Kapan pun saya bisa, saya membaca tentang kecelakaan itu. Saya melihat foto berulang-ulang, mencoba memahami apa yang saya ingat, mencoba menunjukkan dengan tepat di mana saya berada, seolah-olah itu akan membantu saya memahami. Saya menunggu, saya menunggu, beberapa reporter transportasi ace atau pejabat pemerintah memberi tahu saya alasannya. Mengapa insinyur mempercepat? Mengapa sistem keamanan tidak ada? Siapa yang akan melempar batu ke kereta, dan apakah itu penting? Bagaimana ini bisa terjadi? Dan kemudian pertanyaan yang terkait dengan pertanyaan itu: Bagaimana ini bisa terjadi pada saya? Mengapa saya berada di kereta ini dan mengapa saya sangat beruntung bisa meninggalkannya? Mengapa saya hidup?
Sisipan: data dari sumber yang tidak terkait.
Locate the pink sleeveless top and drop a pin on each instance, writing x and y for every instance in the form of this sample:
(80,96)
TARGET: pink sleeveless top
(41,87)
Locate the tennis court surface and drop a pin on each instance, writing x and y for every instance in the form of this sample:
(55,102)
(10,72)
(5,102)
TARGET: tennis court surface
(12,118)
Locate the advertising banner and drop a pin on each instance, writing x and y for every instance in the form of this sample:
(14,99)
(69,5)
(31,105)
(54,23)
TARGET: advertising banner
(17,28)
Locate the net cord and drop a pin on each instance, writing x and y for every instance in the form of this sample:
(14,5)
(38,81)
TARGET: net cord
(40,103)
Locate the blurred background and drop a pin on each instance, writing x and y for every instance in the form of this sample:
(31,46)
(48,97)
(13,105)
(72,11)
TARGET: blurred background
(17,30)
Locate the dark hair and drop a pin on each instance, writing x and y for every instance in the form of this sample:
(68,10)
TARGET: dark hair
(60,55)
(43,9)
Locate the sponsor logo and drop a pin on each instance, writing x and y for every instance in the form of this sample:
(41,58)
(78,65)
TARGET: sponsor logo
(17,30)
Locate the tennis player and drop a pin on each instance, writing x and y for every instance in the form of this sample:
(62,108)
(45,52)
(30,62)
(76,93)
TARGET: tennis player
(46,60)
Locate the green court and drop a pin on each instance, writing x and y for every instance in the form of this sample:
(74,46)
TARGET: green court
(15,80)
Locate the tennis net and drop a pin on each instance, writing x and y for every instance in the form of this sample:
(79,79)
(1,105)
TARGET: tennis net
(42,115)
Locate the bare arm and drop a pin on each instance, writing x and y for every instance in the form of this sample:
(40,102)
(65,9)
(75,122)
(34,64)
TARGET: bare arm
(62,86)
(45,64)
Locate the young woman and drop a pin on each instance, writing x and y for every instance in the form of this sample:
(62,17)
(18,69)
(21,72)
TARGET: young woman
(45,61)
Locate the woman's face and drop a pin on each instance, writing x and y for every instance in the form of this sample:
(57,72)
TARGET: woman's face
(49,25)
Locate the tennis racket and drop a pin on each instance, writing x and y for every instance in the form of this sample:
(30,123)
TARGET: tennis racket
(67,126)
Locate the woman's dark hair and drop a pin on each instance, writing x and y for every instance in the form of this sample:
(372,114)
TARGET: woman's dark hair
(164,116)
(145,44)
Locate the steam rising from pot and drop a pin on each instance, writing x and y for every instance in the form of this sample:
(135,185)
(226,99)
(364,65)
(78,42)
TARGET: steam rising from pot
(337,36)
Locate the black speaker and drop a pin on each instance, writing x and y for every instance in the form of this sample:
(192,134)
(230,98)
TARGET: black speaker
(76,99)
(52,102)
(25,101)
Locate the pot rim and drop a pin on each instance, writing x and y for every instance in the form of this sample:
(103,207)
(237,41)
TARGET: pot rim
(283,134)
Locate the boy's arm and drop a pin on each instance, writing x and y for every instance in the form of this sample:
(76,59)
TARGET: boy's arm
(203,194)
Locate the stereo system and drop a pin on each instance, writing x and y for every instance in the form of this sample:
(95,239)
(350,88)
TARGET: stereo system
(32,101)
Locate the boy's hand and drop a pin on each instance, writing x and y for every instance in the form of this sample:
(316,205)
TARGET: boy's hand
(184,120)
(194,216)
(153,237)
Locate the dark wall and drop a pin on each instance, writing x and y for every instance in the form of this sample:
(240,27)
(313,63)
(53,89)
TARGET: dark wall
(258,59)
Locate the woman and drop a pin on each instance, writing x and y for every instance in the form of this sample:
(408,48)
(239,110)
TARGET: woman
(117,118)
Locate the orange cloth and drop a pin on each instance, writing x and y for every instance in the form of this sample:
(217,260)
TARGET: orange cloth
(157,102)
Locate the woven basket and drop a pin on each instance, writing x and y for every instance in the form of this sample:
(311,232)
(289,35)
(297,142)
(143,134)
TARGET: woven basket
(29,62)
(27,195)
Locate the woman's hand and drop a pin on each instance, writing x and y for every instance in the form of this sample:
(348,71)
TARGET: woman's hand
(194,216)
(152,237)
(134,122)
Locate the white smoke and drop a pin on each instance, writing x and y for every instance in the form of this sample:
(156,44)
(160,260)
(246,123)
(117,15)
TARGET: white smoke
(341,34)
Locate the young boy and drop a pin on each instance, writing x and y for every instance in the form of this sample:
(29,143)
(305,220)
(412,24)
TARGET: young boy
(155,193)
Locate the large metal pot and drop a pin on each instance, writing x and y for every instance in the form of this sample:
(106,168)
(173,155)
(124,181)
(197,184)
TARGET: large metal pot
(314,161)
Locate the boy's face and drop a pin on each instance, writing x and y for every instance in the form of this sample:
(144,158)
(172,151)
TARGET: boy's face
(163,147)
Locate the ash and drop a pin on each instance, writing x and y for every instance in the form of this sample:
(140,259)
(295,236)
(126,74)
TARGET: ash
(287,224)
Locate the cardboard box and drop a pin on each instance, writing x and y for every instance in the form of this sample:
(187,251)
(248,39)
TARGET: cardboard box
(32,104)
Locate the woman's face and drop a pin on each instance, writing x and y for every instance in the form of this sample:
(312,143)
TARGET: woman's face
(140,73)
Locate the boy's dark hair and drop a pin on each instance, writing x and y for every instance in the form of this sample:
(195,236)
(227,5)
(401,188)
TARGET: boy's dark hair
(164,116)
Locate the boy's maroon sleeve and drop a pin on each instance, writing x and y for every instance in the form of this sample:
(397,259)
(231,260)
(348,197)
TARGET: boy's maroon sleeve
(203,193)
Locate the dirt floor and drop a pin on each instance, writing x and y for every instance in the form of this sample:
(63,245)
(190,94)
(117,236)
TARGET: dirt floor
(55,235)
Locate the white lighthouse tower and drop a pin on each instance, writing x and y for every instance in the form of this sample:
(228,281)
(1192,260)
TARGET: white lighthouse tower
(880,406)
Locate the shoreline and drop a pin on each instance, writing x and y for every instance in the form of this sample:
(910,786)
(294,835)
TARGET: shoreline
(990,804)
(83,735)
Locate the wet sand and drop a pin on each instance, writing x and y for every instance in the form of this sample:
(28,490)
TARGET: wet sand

Kemarin, kereta mulai berjalan lagi di rel tersebut. Sudah hampir seminggu dan siklus berita telah berpindah. NTSB dan FBI akan melakukan pekerjaan mereka dan mungkin suatu hari saya dan semua orang di kereta akan memiliki jawaban tentang bagaimana ini bisa terjadi, sebuah laporan panjang untuk dibaca yang mungkin bisa mengajari kita sesuatu tentang keselamatan.

Tetapi untuk begitu banyak pertanyaan lain, yang membuat kita menangis atau marah karena frustrasi, saya mungkin tidak pernah mendapatkan jawaban yang saya cari.